SSL Certificate-Based Login

EFT Enterprise supports authentication using SSL certificates for FTPS, and HTTPS, and AS2 connections, rather than password-based login. This is similar to SFTP authentication in which a particular SFTP key is associated with a user account; when the user logs in and provides the key, as long as the keys match, they are allowed to proceed. Unlike SFTP, SSL offers the option to authenticate using both password and certificate rather one or the other.

Normally, when a client supplies an SSL certificate for the SSL handshake (if requested by EFT), EFT determines whether that certificate is in the global trusted list. If the certificate is trusted, EFT completes the process of negotiating a shared secret and then moves on to the authentication stage, requesting a username followed by a password. If the user enters the wrong password (or no password at all), the authentication attempt fails, even though a certificate was found in the trusted store that matched the client’s certificate.

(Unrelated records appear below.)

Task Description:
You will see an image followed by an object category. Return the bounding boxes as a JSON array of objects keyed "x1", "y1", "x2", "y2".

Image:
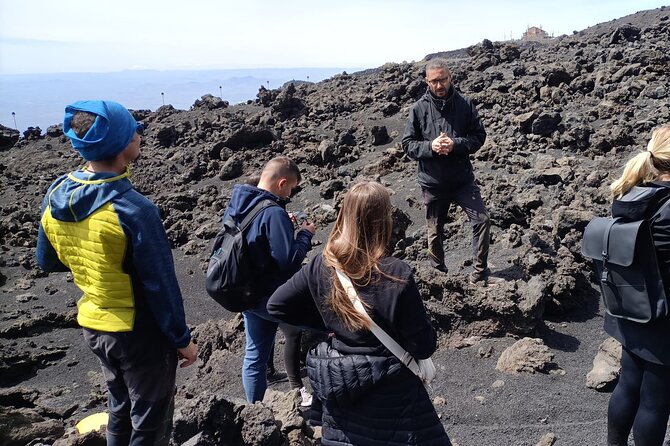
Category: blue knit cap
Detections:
[{"x1": 63, "y1": 101, "x2": 138, "y2": 161}]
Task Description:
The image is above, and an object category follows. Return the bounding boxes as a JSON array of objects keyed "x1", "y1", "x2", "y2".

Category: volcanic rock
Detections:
[
  {"x1": 586, "y1": 338, "x2": 621, "y2": 390},
  {"x1": 496, "y1": 338, "x2": 554, "y2": 375}
]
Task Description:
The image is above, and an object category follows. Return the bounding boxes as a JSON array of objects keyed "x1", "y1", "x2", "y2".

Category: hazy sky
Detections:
[{"x1": 0, "y1": 0, "x2": 668, "y2": 74}]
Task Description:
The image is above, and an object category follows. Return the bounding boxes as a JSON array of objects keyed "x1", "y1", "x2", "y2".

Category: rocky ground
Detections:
[{"x1": 0, "y1": 8, "x2": 670, "y2": 446}]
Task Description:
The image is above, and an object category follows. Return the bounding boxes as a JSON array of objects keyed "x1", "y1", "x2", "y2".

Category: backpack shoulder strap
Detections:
[
  {"x1": 652, "y1": 193, "x2": 670, "y2": 218},
  {"x1": 240, "y1": 199, "x2": 279, "y2": 232}
]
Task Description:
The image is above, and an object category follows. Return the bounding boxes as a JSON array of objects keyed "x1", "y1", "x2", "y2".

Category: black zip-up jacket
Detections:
[{"x1": 402, "y1": 85, "x2": 486, "y2": 189}]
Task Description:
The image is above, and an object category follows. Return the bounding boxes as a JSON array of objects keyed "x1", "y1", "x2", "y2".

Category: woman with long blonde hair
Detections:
[
  {"x1": 267, "y1": 181, "x2": 451, "y2": 446},
  {"x1": 605, "y1": 124, "x2": 670, "y2": 446}
]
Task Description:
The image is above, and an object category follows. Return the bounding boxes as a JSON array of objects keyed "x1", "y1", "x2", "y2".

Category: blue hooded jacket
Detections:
[
  {"x1": 36, "y1": 170, "x2": 191, "y2": 348},
  {"x1": 224, "y1": 184, "x2": 312, "y2": 309}
]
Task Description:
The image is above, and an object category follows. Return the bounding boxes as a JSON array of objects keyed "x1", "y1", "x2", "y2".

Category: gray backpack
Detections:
[{"x1": 582, "y1": 187, "x2": 670, "y2": 323}]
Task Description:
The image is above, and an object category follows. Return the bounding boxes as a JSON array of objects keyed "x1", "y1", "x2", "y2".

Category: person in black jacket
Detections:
[
  {"x1": 224, "y1": 156, "x2": 316, "y2": 403},
  {"x1": 402, "y1": 58, "x2": 500, "y2": 286},
  {"x1": 605, "y1": 124, "x2": 670, "y2": 446},
  {"x1": 267, "y1": 182, "x2": 451, "y2": 446}
]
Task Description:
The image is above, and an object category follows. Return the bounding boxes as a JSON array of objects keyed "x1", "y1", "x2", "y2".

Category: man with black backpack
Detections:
[{"x1": 224, "y1": 156, "x2": 316, "y2": 402}]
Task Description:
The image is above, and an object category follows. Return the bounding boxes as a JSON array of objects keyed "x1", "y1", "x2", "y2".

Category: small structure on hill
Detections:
[{"x1": 521, "y1": 26, "x2": 549, "y2": 41}]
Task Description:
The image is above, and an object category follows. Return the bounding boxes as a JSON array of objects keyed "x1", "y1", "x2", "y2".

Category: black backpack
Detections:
[
  {"x1": 205, "y1": 200, "x2": 277, "y2": 312},
  {"x1": 582, "y1": 187, "x2": 670, "y2": 323}
]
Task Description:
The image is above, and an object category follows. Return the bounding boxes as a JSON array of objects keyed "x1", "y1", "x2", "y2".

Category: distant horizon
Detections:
[
  {"x1": 0, "y1": 0, "x2": 667, "y2": 74},
  {"x1": 0, "y1": 65, "x2": 370, "y2": 78},
  {"x1": 0, "y1": 67, "x2": 366, "y2": 134}
]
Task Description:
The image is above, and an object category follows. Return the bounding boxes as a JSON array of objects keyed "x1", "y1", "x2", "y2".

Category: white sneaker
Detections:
[{"x1": 300, "y1": 387, "x2": 312, "y2": 407}]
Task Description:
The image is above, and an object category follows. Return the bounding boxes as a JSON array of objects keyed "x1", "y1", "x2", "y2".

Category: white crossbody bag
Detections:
[{"x1": 335, "y1": 269, "x2": 435, "y2": 389}]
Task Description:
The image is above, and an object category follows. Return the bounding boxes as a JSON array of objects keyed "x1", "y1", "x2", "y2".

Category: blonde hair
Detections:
[
  {"x1": 323, "y1": 181, "x2": 398, "y2": 331},
  {"x1": 610, "y1": 124, "x2": 670, "y2": 198}
]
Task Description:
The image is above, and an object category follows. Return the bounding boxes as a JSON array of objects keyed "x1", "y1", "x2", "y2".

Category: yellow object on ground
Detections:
[{"x1": 76, "y1": 412, "x2": 109, "y2": 434}]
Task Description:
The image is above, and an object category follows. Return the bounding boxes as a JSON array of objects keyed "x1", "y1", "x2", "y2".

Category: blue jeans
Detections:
[{"x1": 242, "y1": 308, "x2": 279, "y2": 403}]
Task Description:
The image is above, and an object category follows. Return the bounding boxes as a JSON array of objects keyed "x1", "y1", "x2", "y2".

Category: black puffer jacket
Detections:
[
  {"x1": 605, "y1": 181, "x2": 670, "y2": 365},
  {"x1": 267, "y1": 255, "x2": 451, "y2": 446},
  {"x1": 402, "y1": 85, "x2": 486, "y2": 188}
]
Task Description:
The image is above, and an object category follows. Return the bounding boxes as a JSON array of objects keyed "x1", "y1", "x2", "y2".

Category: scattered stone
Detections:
[
  {"x1": 586, "y1": 338, "x2": 621, "y2": 390},
  {"x1": 535, "y1": 432, "x2": 558, "y2": 446},
  {"x1": 496, "y1": 338, "x2": 554, "y2": 375},
  {"x1": 491, "y1": 379, "x2": 505, "y2": 389}
]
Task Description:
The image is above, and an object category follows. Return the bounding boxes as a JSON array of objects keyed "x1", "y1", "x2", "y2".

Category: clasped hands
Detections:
[{"x1": 430, "y1": 132, "x2": 454, "y2": 155}]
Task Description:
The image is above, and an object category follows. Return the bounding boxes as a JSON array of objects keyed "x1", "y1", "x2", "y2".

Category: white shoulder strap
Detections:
[{"x1": 335, "y1": 269, "x2": 419, "y2": 376}]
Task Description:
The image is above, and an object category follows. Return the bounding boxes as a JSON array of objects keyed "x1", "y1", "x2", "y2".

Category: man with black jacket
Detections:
[{"x1": 402, "y1": 58, "x2": 499, "y2": 286}]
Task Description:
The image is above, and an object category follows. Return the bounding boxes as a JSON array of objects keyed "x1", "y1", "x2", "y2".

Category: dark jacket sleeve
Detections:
[
  {"x1": 454, "y1": 98, "x2": 486, "y2": 155},
  {"x1": 392, "y1": 275, "x2": 437, "y2": 359},
  {"x1": 35, "y1": 192, "x2": 70, "y2": 273},
  {"x1": 117, "y1": 198, "x2": 191, "y2": 348},
  {"x1": 267, "y1": 262, "x2": 326, "y2": 331},
  {"x1": 264, "y1": 206, "x2": 312, "y2": 273},
  {"x1": 402, "y1": 104, "x2": 433, "y2": 160}
]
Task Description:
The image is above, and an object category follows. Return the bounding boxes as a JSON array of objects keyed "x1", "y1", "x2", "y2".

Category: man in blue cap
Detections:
[{"x1": 37, "y1": 101, "x2": 197, "y2": 446}]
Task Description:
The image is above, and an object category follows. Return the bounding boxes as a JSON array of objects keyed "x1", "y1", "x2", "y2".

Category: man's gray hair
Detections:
[{"x1": 426, "y1": 57, "x2": 451, "y2": 77}]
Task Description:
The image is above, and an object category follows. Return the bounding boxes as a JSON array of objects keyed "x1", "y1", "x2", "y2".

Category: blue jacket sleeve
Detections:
[
  {"x1": 115, "y1": 196, "x2": 191, "y2": 348},
  {"x1": 35, "y1": 189, "x2": 70, "y2": 273},
  {"x1": 264, "y1": 206, "x2": 312, "y2": 273}
]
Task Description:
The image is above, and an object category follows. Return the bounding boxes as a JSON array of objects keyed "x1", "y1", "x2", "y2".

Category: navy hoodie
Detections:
[{"x1": 224, "y1": 184, "x2": 312, "y2": 309}]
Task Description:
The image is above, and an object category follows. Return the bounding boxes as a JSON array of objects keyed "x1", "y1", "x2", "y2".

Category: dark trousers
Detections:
[
  {"x1": 84, "y1": 328, "x2": 177, "y2": 446},
  {"x1": 421, "y1": 183, "x2": 491, "y2": 275},
  {"x1": 607, "y1": 348, "x2": 670, "y2": 446},
  {"x1": 268, "y1": 324, "x2": 303, "y2": 389}
]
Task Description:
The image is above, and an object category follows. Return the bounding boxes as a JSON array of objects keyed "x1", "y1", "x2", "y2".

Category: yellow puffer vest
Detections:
[{"x1": 41, "y1": 203, "x2": 135, "y2": 332}]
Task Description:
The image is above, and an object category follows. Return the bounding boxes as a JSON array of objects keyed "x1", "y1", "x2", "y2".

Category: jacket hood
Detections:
[
  {"x1": 226, "y1": 184, "x2": 290, "y2": 224},
  {"x1": 47, "y1": 170, "x2": 133, "y2": 222},
  {"x1": 612, "y1": 182, "x2": 670, "y2": 221}
]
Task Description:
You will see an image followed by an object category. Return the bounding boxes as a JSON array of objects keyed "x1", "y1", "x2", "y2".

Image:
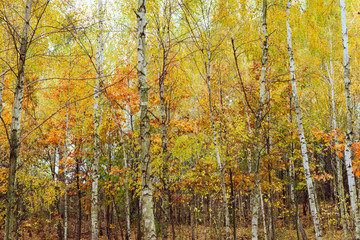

With certificate-based authentication, the sequence of steps would be virtually the same. If certificate-based authentication is enabled, and after the client’s username has been provided, but prior to EFT requesting the user’s password, EFT verifies that the public key of the provided certificate matches the certificate in the trusted store that is associated with (mapped to) this particular user’s account. If a match is made, that user is automatically authenticated for that session. If the protocol expects a username/password sequence, EFT always returns TRUE, regardless of the password supplied by the client (whether null or invalid pass).

The procedures below describe how to specify SSL-based logins for Site, Settings Template, and user accounts.

To specify SSL certificate-based logins for the Site

  1. In the administration interface, connect to EFT and click the Server tab.

  2. On the Server tab, click the Site that you want to configure.

  3. In the right pane, click the Connections tab.

  4. Next to SSL certificate settings, click Configure. The SSL Certificate Settings dialog box appears.

  5. The Certificate box specifies the path to the SSL certificate that is required to connect to the Site.

  6. The Private key box specifies the path to the private key for the certificate.

  7. The Passphraseboxes contains the hidden password for the certificate.

    • To require connecting clients to use the certificate, select the Require SSL certificates from connected clients check box.

  8. Click OK to save the changes.

  9. Click Apply to save the changes on EFT.

To specify SSL certificate-based logins for the Settings Template or a User

  1. In the administration interface, connect to EFT and click the Server tab.

  2. Click the Settings Template or user that you want to configure.

  3. In the right pane, click the Connections tab.

  4. Select the FTPS (SSL/TLS) check box, if not inherited from the Site, and then click SSL Auth. The SSL Authentication Options dialog box appears.

  5. In the SSL authentication options list, specify the authentication method:

    • Specified in Settings Template (if the user account is selected)

    • Password only (the default for the Settings Template)

    • SSL Certificate - If SSL Certificate is specified, the bottom box becomes available. Certificates that are defined on the Site appear in the box. Click the user certificate in the box.

  6. Click OK to close the dialog box.

  7. Click Apply to save the changes on EFT.